5. As this is the first appeal, this court is called upon to analyse and re-assess the evidence on record and reach its own conclusions bearing in mind that it neither saw nor heard the witnesses testify (see Selle v Associated Motor Boat Co.[1968] EA 123).
6. The appellant and respondent were friends when the respondent approached the appellant on 9th July 2009 to purchase his bread distribution business with United Millers. Although the parties did not record their agreement in writing, the respondent nevertheless took over the business and continued to use of the appellant’s name to supply bread. The testimony of both parties coincided on this point. The appellant cannot therefore argue that there was no agreement between them.
7. During the course of the business, the respondent discovered that appellant’s wife was taking crates of bread. After this he reported the matter to the chief and the understanding recorded in an agreement dated 14th November 2009, witnessed by the local chief. In that agreement, the appellant admitted that he had received a deposit of Kshs. 14,000/- which he undertook to refund together with Kshs. 9,424/- being the value of 19 crates of bread his wife took and Kshs. 2,000/- loaned to him. The appellant did not dispute this agreement or apply set it aside upon any grounds that would entitle the court to set aside an agreement. The agreement was an express admission of indebtedness and I therefore find that he owed the total sum of Kshs. 25,424/.
8. A substantial part of the respondent’s claim was the money owed to the United Millers by the appellant which the respondent claimed that he settled. On this point the learned magistrate found as follows;
The plaintiff produced a bundle of bank deposit slips showing that he paid various amount to United Millers Ltd and the deductions made by the breadmaker. Further the Plaintiff also produced a bank deposit slip dated 30/11/2009 showing that he the paid Kshs. 36,290/-. This is the amount that was remaining from the debt owed to the breadmaker. This is the amount that was remaining from the debt owed to the breadmaker. The total amount the plaintiff paid to the breadmaker is Kshs. 56,290/-.

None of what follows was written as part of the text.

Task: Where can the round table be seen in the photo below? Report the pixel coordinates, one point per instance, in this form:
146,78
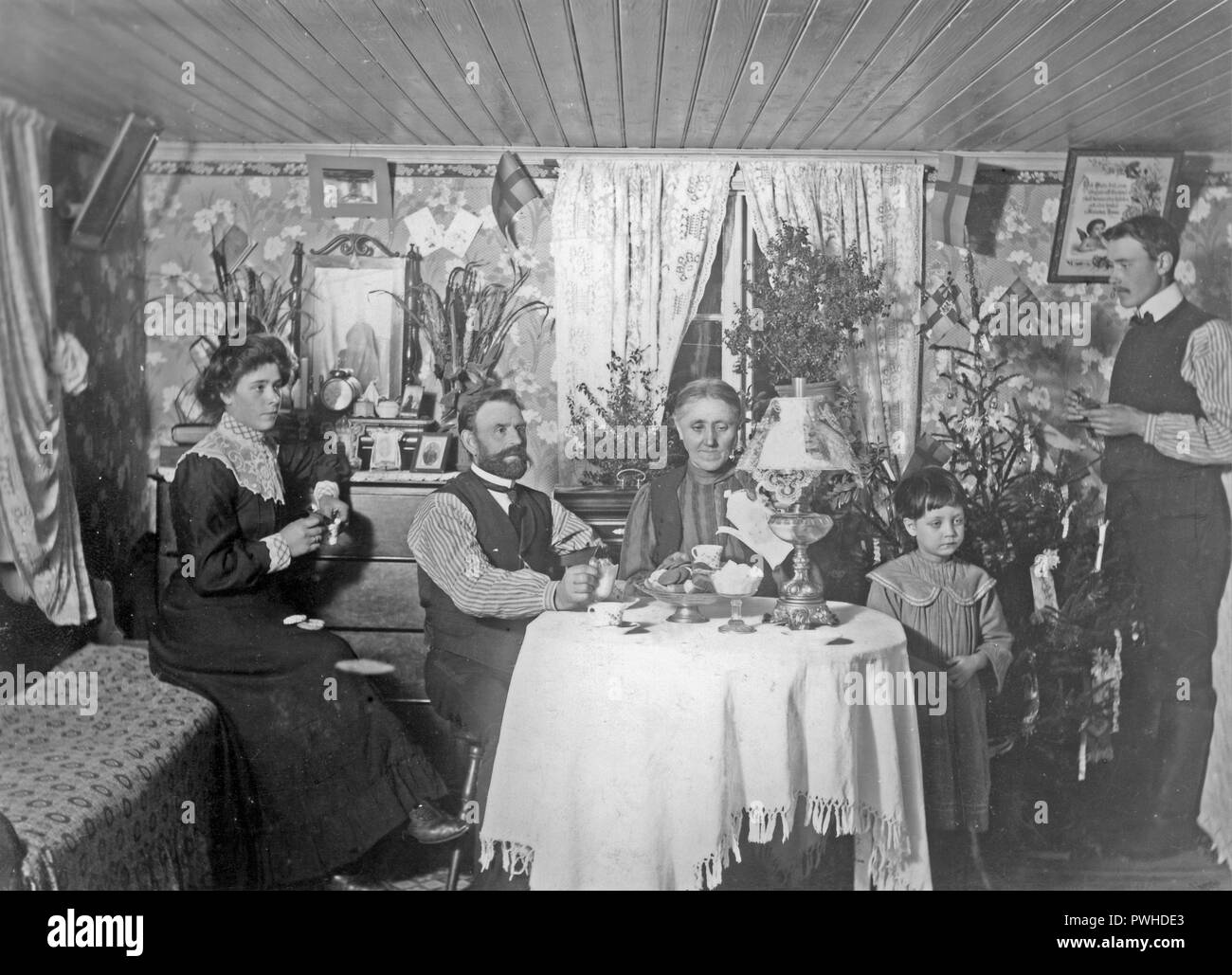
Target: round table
628,756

9. I am unable to agree with the trial court that the said sum was proved. I have studied the invoices produced by the respondent. They are invoices and delivery notes that show the value of each delivery of item delivered to the respondent, who at the time was trading in the appellant’s name. They do not show that United Millers was demanding a specific sum or that the appellant was paying a specific monthly sum as the debt due to United Millers on account of the appellant. Likewise the sum of Kshs. 36,290/- deposited in the United Millers account through the appellant’s account does not show that it was on account of a debt. It could have been on account of the bread deliveries already made. It has been said time and again that special damages must be pleaded and proved and as Lord Goddard stated in Bonham Carter v Hyde Park Hotel Ltd [1948] 64 TLR 177;
Plaintiff must understand that if they bring action for damages it is for them to prove damage, it is not enough to write down particulars and so to speak, throw them at the head of the court, saying, ‘this is what I have lost, I ask you to give me these damages.
10. I therefore find and hold that the claim for monies deducted by United Millers was not proved to the required standard. I therefore dismiss that part of the claim.
11. Having evaluated the evidence, I set aside the judgment of the subordinate court and substitute it with the judgment for Kshs. 25,424/- together with costs and interest at court rates. The sum shall accrue interest from the date of filing suit.
12. The appellant shall have half the costs of this appeal.
DATEDandDELIVEREDatMIGORIthis19th day of June 2015.
D.S. MAJANJA
JUDGE
Mr Odero instructed by Agure Odero and Company Advocates for the appellant.
Mr Abisai instructed by Abisai & Company Advocates for the respondent.